An analysis for the Journal by the Hay Group management consultancy found the median value of salaries, bonuses, long-term incentives, and grants of stock and stock options for the chief executives of 200 major U.S. companies declined 0.9% to $6.95 million. In 2008, pay fell 3.4%.
The news report said this year’s overall decline reflected the recession, government controls, and continued public outcry over big pay packages. Long-term incentive awards, mostly stock and stock options, were hardest hit, falling 4.6% to a median $5 million. Salaries and bonuses rose 3.2% to $2.64 million.
As the recession deepened in late 2008, “many boards lowered targets for 2009—and so some CEOs collected bonuses even as profits declined,” said Irv Becker, head of Hay’s U.S. executive-compensation practice, in the news report.
The analysis also showed that highly paid CEOs generally run companies that deliver better-than-average shareholder returns.
Jeffrey R. Immelt, chief executive of General Electric Co., declined a bonus for the second straight year, pushing his total pay lower by 4.7% to $5.1 million.
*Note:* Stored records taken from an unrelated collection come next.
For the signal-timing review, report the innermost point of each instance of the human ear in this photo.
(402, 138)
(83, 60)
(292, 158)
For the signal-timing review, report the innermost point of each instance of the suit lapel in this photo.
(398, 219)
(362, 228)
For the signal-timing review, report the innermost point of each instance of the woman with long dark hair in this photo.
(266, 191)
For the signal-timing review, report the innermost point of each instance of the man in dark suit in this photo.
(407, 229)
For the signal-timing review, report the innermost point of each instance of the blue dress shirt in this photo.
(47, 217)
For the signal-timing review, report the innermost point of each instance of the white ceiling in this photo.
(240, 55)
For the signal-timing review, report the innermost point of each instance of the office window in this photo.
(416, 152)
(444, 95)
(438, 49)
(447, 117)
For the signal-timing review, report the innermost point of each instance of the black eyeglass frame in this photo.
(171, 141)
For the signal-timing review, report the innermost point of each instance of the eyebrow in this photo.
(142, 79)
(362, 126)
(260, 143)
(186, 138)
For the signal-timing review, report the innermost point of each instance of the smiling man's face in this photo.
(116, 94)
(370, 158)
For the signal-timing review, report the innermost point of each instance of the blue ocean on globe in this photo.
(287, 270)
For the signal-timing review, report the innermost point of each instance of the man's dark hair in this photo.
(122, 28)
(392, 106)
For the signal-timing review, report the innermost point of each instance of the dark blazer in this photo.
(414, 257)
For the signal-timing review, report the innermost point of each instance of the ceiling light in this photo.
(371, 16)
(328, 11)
GE’s stock fell 6.6% last year. In contrast, Ray R. Irani, CEO of Occidental Petroleum Corp., collected $52.2 million – making him the highest paid executive surveyed. The company’s stock rose 36% last year.However, Charles Ergen, CEO and founder of Dish Network Corp., earned the distinction of having the harshest drop in pay – he drew a $623,100 salary that was 92.5% lower than his 2008 total compensation – even though the company’s stock doubled.